“It’s four days into the school holidays and I’ve had enough!” My friend has three kids and I can hear two of them fighting in the background as I talk to her. I laugh (but only after I’ve put the phone down).
Years ago, I would be secretly annoyed by my friends when they complained about their kids during the holidays. I used to think: “you have no idea”. But today I feel slightly smug, thinking of my son Ben, sitting quietly in his bedroom reading a book. (Don’t worry: it’s so rare for the parent of child with a disability to feel smug, I think I can live with it just this once.)
Nowadays, our school holidays involve visits to the beach, the pool, the museum, or a bookshop, riding on the train to the city or taking a bus around the suburbs, catching up with friends and spending lots of time at local parks and play grounds. Occasionally we take a “real” holiday, driving down to southwest WA to visit my sister.
Compare this to my friends with 12-year-olds, who seem to spend the school holidays driving their children around between sleepovers (girls) and sporting activities (boys), telling them to stop watching tv or playing computer games and arguing with them about bedtimes and whether they should be allowed a mobile phone!
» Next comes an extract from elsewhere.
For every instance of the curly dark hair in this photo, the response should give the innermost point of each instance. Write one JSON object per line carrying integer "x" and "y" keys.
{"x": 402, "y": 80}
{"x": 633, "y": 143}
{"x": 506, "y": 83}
Of course, things were different when Ben was younger. I have to admit, I did dread the school holidays because of those long days with no structured activities. Sometimes I took him to holiday therapy sessions for autistic kids, and then there was his anxiety about going somewhere new and meeting new kids and my worry about how to cover the bills. Much of the time, though, it was just the two of us, and long stretches of time to fill.
Ben just didn’t like doing most things other kids enjoyed. He couldn’t ride a bike or use rollerblades, didn’t like sport, didn’t like toys (not even Lego), didn’t like Nintendo or DS, wouldn’t watch tv. (Most of this is still true actually.) All he wanted to do was follow his latest obsession, whether that was counting letterboxes, collecting bottle tops, visiting “portaloos” (don’t ask), looking at swimming pool depths, reading Mr Men books, listening to the Wiggles, or writing lists. I remember one day begging with Ben to “just try” watching kids tv. I know, I must be the only parent in Australia who’s pleaded with her child to watch more tv!
When Ben was five, he was at the height of his number passion. That winter, he discovered that the ship bollards down at the wharf in Fremantle were numbered. He became desperate to go to there every morning to walk along the edge, reading off the numbers on the bollards. He was five; I was his mum; I really shouldn’t have given in to him. But there we were at 8am most mornings for weeks and weeks.
It was cold. It was windy. It was wet. It was boring (for me). We would wear our warmest coats, put on our gloves and hats and then fight our way through the weather to the end of the walk. Ben had a Dockers beanie and as we passed the few people fishing by the wharf, they would comment on how the Dockers had fared that week. I knew nothing about Aussie rules and Ben knew and cared less; he just happened to have been given that beanie. A friend told me that the Dockers rarely won and so all we had to do was shake our heads and do a thumbs down sign. And so we would pass the fishing contingent, pretending to shake our heads over the state of footy in WA, counting the numbers, time and again.
Ben and I laugh about that time now. I don’t think we laugh for exactly the same reasons, though. I’m not even sure why I think it’s funny. Am I laughing at my own foolishness in letting that become a habit? Or at the looks we used to get after we were recognised by the wharf regulars? Or just at the absurdity of life as a non-autistic mum with an autistic boy? And what about Ben – why does he laugh, I wonder? Is he amused that he managed to get me doing so often what he now realises I so disliked? Is he enjoying once more in retrospect the pleasures of counting those bollards? Or is it that he already has what it took me years to develop – that compassion for self that allows us to look back with fondness at our own idiosyncrasies?
At any rate, we tell each other stories about what we did in previous school holidays and make plans – in a vague way – for future holidays when we might go somewhere really exciting like Europe (“when you’re grown up and I’m rich,” I suggest). We have our problems, of course, as Ben still gets anxious about things and doesn’t have many friends – he likes other kids but doesn’t quite manage to bond with them. Unlike my friends’ kids, though, I have never once heard him complain that he is bored in the holidays.
We are still drawn to the water. Today was a blissful day of gentle autumnal warmth and so we went to the river. Ben played on the flying fox and then swam in the river, laughing with pleasure. Then we sat in the cafe, shared a slice of peach and raspberry teacake and watched two dolphins play only metres from where Ben had been swimming. “It is so beautiful here,” I say, “and we saw dolphins!” “Yes, mum,” says Ben, “it’s paradise.”